Trasferire direttamente le funzioni provinciali alle Regioni consentirebbe anche di risolvere molto più agevolmente i problemi di revisione della finanza locale e dei trasferimenti finanziari dello Stato.
I comuni in Italia sono oltre 8.100 e risulta parecchio complicato fissare un criterio convincente e funzionale per ripartire tra essi funzioni accorpate e gestite sin qui da soli 110 enti. Inoltre, il Dl 95/2012, come prima il decreto “salva-Italia”, dispone che con le funzioni debbano passare ai comuni le risorse strumentali, patrimoniali, organizzative e umane. Ed è altrettanto complicato immaginare una modalità di equilibrata distribuzione tra i comuni di quest’imponente massa di risorse. Alla fine, il rischio è che, da un lato, ciascun comune potrebbe trovarsi con nuove incombenze e dotazioni insufficienti; dall’altro, che il personale sia destinato a coprire i posti vacanti per le funzioni tipiche comunali, trascurando quelle provinciali.
Trasferire le funzioni alle Regioni è, invece, molto più semplice: è certo più facile concentrare trasferimenti statali, entrate tributarie ed entrate di 110 province verso venti Regioni, che non dividerle in 8.100 comuni.
Le Regioni dispongono, inoltre, di una forte autonomia organizzativa, tale da realizzare presidi territoriali di dimensioni provinciali, senza ricorrere alla creazione di nuovi enti intermedi.

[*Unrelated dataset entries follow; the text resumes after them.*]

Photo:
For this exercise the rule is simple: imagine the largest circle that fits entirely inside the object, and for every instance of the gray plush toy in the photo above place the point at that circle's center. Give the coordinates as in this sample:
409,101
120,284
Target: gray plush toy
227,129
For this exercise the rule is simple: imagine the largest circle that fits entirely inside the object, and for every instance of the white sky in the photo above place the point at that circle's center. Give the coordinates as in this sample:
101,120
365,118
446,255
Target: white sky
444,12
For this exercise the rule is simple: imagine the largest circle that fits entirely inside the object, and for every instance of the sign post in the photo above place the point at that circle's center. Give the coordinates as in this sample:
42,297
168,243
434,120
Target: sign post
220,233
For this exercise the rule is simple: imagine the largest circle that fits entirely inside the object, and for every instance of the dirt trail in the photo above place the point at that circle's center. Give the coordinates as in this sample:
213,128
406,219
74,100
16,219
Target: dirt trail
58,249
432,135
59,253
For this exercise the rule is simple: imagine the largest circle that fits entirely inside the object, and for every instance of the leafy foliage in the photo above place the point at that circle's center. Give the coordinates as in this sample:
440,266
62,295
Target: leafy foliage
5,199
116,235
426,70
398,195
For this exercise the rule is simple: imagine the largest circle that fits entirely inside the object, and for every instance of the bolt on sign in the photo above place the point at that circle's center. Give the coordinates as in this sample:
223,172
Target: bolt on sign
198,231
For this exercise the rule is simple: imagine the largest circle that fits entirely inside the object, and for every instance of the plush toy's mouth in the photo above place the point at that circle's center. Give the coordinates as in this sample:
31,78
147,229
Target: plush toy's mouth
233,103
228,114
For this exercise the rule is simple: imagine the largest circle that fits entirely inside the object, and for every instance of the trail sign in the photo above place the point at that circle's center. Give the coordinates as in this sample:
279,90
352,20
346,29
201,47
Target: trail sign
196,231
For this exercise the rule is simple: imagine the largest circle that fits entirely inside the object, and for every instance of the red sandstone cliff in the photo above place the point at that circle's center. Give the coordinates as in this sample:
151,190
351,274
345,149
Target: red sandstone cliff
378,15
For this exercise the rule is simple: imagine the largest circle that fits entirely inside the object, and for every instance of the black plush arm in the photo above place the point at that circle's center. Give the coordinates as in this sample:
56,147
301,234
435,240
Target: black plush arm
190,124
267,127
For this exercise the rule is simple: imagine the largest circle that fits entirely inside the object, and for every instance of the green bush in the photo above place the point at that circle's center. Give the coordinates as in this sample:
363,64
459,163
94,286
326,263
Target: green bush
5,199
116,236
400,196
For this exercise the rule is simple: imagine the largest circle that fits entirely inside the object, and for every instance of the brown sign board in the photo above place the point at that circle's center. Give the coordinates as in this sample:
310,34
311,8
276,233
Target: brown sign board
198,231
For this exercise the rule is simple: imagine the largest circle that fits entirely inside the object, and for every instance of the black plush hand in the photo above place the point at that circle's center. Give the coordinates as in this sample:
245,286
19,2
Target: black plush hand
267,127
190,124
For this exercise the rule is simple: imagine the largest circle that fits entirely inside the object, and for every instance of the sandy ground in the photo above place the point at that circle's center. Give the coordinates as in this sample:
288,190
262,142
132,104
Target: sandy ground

D’altra parte, funzioni come quella connessa alle politiche del lavoro sono immediatamente percepibili come inadeguate, se gestite esclusivamente dall’ente comune. Basti pensare che le offerte congrue di lavoro e formazione, cioè quelle che obbligano i percettori di ammortizzatori ad accettarle pena la decadenza dai benefici, hanno, tra i loro requisiti, una distanza di non oltre 50 chilometri dal domicilio (non la residenza) del disoccupato o un tempo di percorrenza di 80 minuti. Un ufficio del lavoro ristretto nei confini comunali non può offrire opportunità lavorative e formative con queste caratteristiche.
I “mercati” del lavoro, nell’ambito dei territori, non si esauriscono nei confini comunali. Vi sono produzioni, distretti, poli formativi più ampi. I servizi debbono tenere conto di questi ambiti e non possono soffrire del contenimento entro le mura municipali. Analoghi discorsi si potrebbero fare per la programmazione dell’istruzione, per l’edilizia scolastica e per la programmazione territoriale.
Assegnare alle Regioni le funzioni che si intendono eliminare in capo alle province non incrinerebbe il disegno di riforma attivato di sostanziale dismissione delle province stesse e permetterebbe una più razionale revisione dei confini, aprendo la strada alla riforma costituzionale più logica e conseguente, cioè l’abolizione delle province e il loro assorbimento da parte delle Regioni.